100 years of Design: 1990s
The decade of cluttered type, clunky websites, and dirty design. Oh, how I was not looking forward to this era of design. Let’s dive right on in, shall we?
As someone who was young in the nineties, I suppose I owe a lot to this era. It brought us the internet and the beginning of a lot of technologies that, as a millennial, I take for granted on a regular basis. Typography was huge in the nineties and one iconic typographer was David Carson – as an art director for Ray Gun magazine, he introduced the innovative typographies and distinct layouts. He revolutionised the graphic design world with his unconventional typographic styles and has been claimed to be the godfather of ‘grunge typography’.
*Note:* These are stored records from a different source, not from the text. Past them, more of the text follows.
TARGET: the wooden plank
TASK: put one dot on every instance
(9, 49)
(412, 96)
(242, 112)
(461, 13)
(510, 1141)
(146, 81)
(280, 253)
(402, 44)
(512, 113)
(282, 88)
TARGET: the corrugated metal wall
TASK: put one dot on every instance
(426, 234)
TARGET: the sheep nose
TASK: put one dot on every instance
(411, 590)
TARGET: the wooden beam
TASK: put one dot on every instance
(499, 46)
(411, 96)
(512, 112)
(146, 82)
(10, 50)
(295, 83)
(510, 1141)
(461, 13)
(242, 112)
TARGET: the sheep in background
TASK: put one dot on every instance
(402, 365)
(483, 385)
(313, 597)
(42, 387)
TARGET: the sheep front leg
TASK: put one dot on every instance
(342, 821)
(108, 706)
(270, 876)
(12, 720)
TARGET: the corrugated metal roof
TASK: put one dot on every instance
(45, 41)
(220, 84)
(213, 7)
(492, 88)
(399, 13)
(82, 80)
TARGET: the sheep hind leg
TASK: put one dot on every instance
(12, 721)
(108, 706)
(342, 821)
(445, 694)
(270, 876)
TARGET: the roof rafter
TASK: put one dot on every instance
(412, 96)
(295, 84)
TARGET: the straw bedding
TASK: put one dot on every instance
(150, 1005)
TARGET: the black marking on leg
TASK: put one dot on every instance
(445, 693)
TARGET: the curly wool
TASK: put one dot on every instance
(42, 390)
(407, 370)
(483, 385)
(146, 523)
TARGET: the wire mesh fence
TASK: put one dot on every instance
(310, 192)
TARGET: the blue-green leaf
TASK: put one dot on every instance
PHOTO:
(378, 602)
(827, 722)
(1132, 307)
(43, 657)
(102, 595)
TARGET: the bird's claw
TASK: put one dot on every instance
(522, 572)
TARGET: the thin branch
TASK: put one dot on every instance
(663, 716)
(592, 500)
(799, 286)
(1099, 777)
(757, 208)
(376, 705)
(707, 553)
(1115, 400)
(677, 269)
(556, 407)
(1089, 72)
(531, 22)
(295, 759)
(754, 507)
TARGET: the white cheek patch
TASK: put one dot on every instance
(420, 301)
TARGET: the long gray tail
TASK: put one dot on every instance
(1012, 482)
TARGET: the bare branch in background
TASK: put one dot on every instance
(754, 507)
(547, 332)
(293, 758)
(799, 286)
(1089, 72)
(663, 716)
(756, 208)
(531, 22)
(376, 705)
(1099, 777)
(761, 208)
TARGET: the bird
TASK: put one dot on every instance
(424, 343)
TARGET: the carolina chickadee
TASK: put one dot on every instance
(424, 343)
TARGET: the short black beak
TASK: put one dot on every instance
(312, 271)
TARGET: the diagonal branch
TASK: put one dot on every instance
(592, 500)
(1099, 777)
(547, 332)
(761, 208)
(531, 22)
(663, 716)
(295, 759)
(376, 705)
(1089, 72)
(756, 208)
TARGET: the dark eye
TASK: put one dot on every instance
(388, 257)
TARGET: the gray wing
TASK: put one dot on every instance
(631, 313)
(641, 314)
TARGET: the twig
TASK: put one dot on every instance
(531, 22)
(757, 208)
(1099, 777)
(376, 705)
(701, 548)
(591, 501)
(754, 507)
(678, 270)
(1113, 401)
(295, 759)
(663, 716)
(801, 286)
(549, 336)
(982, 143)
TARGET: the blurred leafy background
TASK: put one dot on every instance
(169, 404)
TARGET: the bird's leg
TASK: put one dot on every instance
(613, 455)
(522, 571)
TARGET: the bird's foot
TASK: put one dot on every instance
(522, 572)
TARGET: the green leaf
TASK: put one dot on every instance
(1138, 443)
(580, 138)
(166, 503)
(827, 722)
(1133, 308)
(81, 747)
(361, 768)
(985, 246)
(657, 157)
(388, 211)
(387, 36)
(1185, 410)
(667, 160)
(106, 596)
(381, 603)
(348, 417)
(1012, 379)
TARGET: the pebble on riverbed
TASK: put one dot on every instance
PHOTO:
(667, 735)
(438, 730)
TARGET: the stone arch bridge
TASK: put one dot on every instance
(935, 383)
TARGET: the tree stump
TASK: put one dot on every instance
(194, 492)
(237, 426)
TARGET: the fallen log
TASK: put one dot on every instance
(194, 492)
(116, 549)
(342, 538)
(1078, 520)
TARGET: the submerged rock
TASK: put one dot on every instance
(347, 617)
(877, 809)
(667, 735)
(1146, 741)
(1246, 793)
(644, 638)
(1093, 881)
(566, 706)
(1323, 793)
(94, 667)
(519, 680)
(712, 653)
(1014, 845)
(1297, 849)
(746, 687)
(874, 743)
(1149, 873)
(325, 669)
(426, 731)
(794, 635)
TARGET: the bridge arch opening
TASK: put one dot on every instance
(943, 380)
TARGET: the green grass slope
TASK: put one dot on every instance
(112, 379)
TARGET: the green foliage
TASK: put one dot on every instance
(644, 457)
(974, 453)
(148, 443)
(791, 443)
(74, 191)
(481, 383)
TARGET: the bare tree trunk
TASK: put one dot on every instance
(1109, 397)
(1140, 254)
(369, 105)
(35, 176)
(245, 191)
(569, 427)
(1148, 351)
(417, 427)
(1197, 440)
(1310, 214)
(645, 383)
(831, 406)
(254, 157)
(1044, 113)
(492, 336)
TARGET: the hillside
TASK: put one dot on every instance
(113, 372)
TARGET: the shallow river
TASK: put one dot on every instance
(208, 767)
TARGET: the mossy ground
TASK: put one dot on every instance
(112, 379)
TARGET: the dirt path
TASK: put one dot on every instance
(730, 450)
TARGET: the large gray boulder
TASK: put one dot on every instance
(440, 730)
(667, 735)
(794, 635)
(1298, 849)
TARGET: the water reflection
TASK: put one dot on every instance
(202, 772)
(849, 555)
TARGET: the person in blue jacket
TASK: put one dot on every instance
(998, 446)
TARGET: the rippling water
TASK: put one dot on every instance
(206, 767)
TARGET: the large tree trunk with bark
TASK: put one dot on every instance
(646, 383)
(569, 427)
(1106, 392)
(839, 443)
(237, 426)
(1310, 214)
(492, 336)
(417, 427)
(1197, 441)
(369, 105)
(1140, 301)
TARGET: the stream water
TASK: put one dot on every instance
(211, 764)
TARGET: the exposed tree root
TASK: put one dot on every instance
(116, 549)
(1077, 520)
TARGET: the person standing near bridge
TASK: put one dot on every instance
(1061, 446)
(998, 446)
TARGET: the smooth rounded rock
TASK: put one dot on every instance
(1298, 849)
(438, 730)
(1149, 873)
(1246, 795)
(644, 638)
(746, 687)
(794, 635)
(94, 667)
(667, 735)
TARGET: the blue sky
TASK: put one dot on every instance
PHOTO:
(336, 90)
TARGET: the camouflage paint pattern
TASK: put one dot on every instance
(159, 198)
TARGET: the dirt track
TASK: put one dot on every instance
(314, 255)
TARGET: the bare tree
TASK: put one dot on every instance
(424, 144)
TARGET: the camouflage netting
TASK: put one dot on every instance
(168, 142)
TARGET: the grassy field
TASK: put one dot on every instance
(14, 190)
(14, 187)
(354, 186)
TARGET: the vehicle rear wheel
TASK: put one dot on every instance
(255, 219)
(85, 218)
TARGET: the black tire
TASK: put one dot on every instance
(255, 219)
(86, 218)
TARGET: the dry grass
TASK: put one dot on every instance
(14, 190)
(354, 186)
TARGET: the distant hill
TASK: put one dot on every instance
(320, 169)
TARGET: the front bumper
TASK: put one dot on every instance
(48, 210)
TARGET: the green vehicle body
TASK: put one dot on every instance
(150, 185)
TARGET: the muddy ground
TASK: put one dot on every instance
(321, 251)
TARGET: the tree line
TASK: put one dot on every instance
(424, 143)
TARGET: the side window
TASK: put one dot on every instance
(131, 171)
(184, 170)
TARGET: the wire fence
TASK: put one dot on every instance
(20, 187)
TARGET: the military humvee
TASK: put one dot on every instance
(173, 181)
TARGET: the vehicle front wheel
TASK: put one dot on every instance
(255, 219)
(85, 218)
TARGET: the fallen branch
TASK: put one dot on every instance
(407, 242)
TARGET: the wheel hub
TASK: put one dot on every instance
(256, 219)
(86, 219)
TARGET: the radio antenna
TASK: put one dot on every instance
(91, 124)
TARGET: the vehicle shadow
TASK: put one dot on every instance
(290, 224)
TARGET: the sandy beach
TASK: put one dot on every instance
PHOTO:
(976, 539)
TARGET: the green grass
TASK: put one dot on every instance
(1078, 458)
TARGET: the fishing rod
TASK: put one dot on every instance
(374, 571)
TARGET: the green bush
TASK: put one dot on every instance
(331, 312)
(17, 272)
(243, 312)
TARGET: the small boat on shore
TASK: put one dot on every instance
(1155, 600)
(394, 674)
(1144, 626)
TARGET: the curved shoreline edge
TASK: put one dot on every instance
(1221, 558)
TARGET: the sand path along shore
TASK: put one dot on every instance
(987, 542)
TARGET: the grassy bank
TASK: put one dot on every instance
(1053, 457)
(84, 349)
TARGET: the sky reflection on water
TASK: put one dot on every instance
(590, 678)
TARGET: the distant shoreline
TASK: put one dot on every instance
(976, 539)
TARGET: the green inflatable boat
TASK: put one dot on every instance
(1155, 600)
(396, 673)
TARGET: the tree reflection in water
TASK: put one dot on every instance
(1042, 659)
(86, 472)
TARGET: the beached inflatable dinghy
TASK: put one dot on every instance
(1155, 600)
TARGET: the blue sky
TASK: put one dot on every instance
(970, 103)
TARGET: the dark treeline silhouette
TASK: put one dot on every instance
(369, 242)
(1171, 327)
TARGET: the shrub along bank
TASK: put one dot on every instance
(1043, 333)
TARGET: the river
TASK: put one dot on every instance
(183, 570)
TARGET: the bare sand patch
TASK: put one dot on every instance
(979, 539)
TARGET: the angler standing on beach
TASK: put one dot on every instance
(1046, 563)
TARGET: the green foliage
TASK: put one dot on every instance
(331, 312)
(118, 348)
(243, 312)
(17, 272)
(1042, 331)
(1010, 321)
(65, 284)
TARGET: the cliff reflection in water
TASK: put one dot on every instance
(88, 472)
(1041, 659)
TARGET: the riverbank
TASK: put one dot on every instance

90s Graphic Design and the Internet
Today we enjoy websites that are created to be visually pleasing, clean and most importantly, user-friendly. In the nineties websites where tables were the building blocks of almost every site. Creativity was limited by the technology of the time and this made the design rather boring. Websites were essentially long lines of text, colourful backgrounds, and chaotic gif placement.
If you don’t remember or weren’t old enough to have accessed the internet in the 90s you can still take a trip back in time to what is known within the industry as “brutalist websites” so named because of the ‘brutalism’ of its aesthetic. Using basic HTML the brutalist web design movement is all about creating rough and ready design, this approach is neither visually appealing nor user-friendly. Curious? Take a look at some of the pages on this archived website – https://brutalistwebsites.com/
Rave culture and design.
Just adding to the visual PAIN that is 90s design is Rave Culture.
Typography was bold and legible. Colours were bright or contrasting. Backgrounds dark and often inspired by science fiction and surrealism.
Fuelled by nostalgia some of these trends are coming back but with any luck, this will be a complete and total fad that will leave as fast as it came back.
The 1990s Typhograhic design styles weren’t all bad though, with some absolutely iconic movie posters coming out in 1994.
Pulp Fiction and Forrest Gump are very well known no matter how old you were when the films came out, most people would be able to recognise the film poster with only a fraction of them displayed. Both posters rely heavily on the 90s style of big type and simple imagery and both pull it off so well!
Dirty Design
With the advance of computer technology and access to “knowledge” due to the internet you have a recipe for disaster. Combine publisher or photoshop with the ability for anyone to print anything with an inkjet or as a website, and you have design anarchy. In the 90s the role of the graphic designer was reshaped to take on the duties of typesetting and pre-press production, which were formerly separate roles. Designers were now at the mercy of their industry.
“The tools of the designer are confused with the skills of the designer … The accessibility of production tools has undercut the design profession since anyone could make a flyer or a brochure.”
– Johanna Drucker
For a period of time there it did seem as though digital technologies were going to spell the end for graphic artist and graphic design professions. Graphic Designers managed to ride that wave out by adapting to survive, taking on more skills and more roles and learning expensive and elaborate software – this, however, paved the way to dirty design.
“…Because we designers, as a profession, decided to take over other people’s jobs (color seps, typesetters, retouchers) instead of concentrating on ours. In general, I think we should think more. Thinking, however, is difficult. Typesetting is easy.”
-Steven Sagmeister
Designers who used the computer as a creative tool created work that looked chaotic, anarchic, and expressive – but not logical. The irony is that this is what made 90s digital design so interesting.